A (multi-) monorepo setup with Git Submodules
tl;dr: Git submodules provide a practical development setup for monorepos that want to share modules with other monorepos. Repos inside repos, multiple times... its awesome!
Introduction
Monorepos simplify the development setup for non-trivial apps significantly. They allow us to develop apps and modules at the same time in a practical way.
A mono repository could look like this:
/app-repository /app1 /app2 /shared-module
Where app1
and app2
operate on a similar domain and some utilities are captured in the shared module.
Shared modules can be linked on source code level, which enables use of in-progress features, leading to fast feedback on their APIs and usefulness.
Limitations
The shared module in the example above might be useful beyond app1
and app2
for another app, let's call it app3
. app3
lives in its own repository for whatever reason (maybe it targets a different domain and/or is developed by a different organization/community).
If the build output of shared-module
is published, app3
can make use of its functionality. However app3
could also drive the development and maintenance of shared-module
if it would have been setup in a monorepository with shared-module
, similar to how app1
and app2
have been setup.
Git Submodules
Git submodules allow us to have a setup where shared-module
participates in more than one monorepository. In order to do that, shared-module
needs its own repository:
/module-repository /shared-module
Then above repository can be mounted as a Git Submodule in other (mono-)repositories:
/mono-repository1 /app1 /app2 /generic-module-as-a-git-submodule
/mono-repository2 /app3 /generic-module-as-a-git-submodule
The generic-module-as-a-git-submodule
entries in the above schema are on the repository layer links to a specific commit of some git repository (identified by its url). The mono-repositories do not include the sources of their submodules.

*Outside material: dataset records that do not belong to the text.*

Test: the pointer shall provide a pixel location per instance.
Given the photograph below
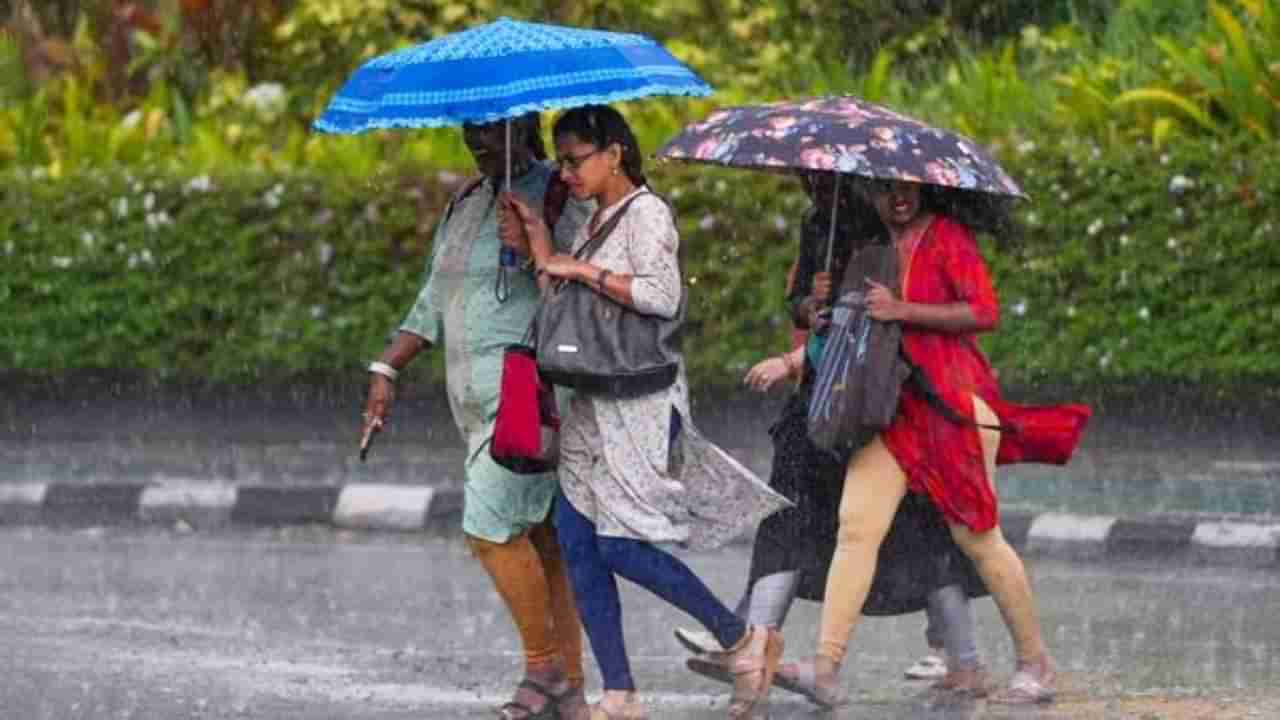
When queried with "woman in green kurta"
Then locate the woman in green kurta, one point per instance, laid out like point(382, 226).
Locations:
point(475, 309)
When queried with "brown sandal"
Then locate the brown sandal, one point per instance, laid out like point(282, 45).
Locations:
point(632, 710)
point(516, 710)
point(755, 655)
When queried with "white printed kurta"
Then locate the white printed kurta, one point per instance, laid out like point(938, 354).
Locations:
point(458, 308)
point(617, 465)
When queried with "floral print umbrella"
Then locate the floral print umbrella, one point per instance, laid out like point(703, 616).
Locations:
point(841, 135)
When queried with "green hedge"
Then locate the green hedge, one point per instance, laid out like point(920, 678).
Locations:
point(1136, 265)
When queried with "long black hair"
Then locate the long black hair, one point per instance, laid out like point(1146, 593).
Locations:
point(603, 126)
point(982, 212)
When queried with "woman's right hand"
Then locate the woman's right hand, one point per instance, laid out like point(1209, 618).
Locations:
point(378, 408)
point(528, 226)
point(821, 287)
point(767, 373)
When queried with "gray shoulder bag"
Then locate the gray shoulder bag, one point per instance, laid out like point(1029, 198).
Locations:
point(598, 346)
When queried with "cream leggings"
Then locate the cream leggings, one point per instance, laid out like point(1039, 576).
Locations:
point(874, 484)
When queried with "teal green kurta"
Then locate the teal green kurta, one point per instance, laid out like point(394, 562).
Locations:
point(457, 308)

When cloning one of the above mono-repositories however, the local working tree can have all their submodules source files checked out. This enables linking the modules components on source code level.
Working with submodules
Commands executed inside a submodule change the submodule, not the parent. Executing commands inside the parent change the parent, not the submodule. They are nicely isolated on the repositoriy layer, but the working trees put the source files side-by-side on our filesystem, allowing us to work as if everything was coming from one upstream.
Adding a submodule
git submodule add <path/to/repo.git>
Adding a submodule sets up a .gitmodules
file in the parent project, specifying the local paths and git URLs of all submodules, as well as one file per submodule that keeps track of the referenced commit. Example entry in .gitsubmodules
:
[submodule "my-module"] path = my-module url = https://github.com/jannikbuschke/my-module.git
Cloning a repository that has submodules
git clone <domain/repository.git> --recursive
When cloning your domain repository that uses submodules, it's important to use the --recursive flag
, otherwise the submodules are not initialized and you will eventually figure out that recovering non-initialized submodules is painful.
Referencing new commits in the parent repository
After committing in the submodule, the parent repository remains unchanged. We need to explicitly reference the new commit if we want to pick it up. git status
and git diff
will tell us that our submodule has a new commit, and what its hash is. If we execute git add <submodule>
and git commit -m "<useful message>"
the new commit would be referenced in our repository.
Summary
Git submodules seem to not be very popular. At least whenever I took some minutes to research I got the impression that its not a proper solution: "easy to mess things up", "bad documented", "weird behavior". I did experience some of these pains, but considere them just part of the norma l learning path.The benefits outweight the minor pitfalls by far.
Some things I stumpled in and need to be watched out for:
The developer has the responsibility to keep the upstream repositories consistent. If a submodules commit is not synced to its upstream, the mono-repository that references that commit should not by synced upstream either. Else other people or your CI pipeline will checkout the repository with a submodule that references a commit that only exists on some other developers machine.
Other than that its important to use the --recursive
flag when cloning the parent repository. Else your submodules will be empty, and its a bit weird to initialize afterwards. Also when navigating to the submodules, make sure to checkout a branch by its name. Your submodules will start with a reference to a commit by its hash.
Removing and renaming the submodules path is also something that is not straight forward. My practical advice here would be to modify the .gitsubmodule
file and then clone the containing-repository into a new location.
Conclusion: A multi-monorepo setup provided by git submodules is very powerful. If you build more than a couple of apps and want to share code, or you are into OSS and want to use but also actively develop shared projects, give it a try.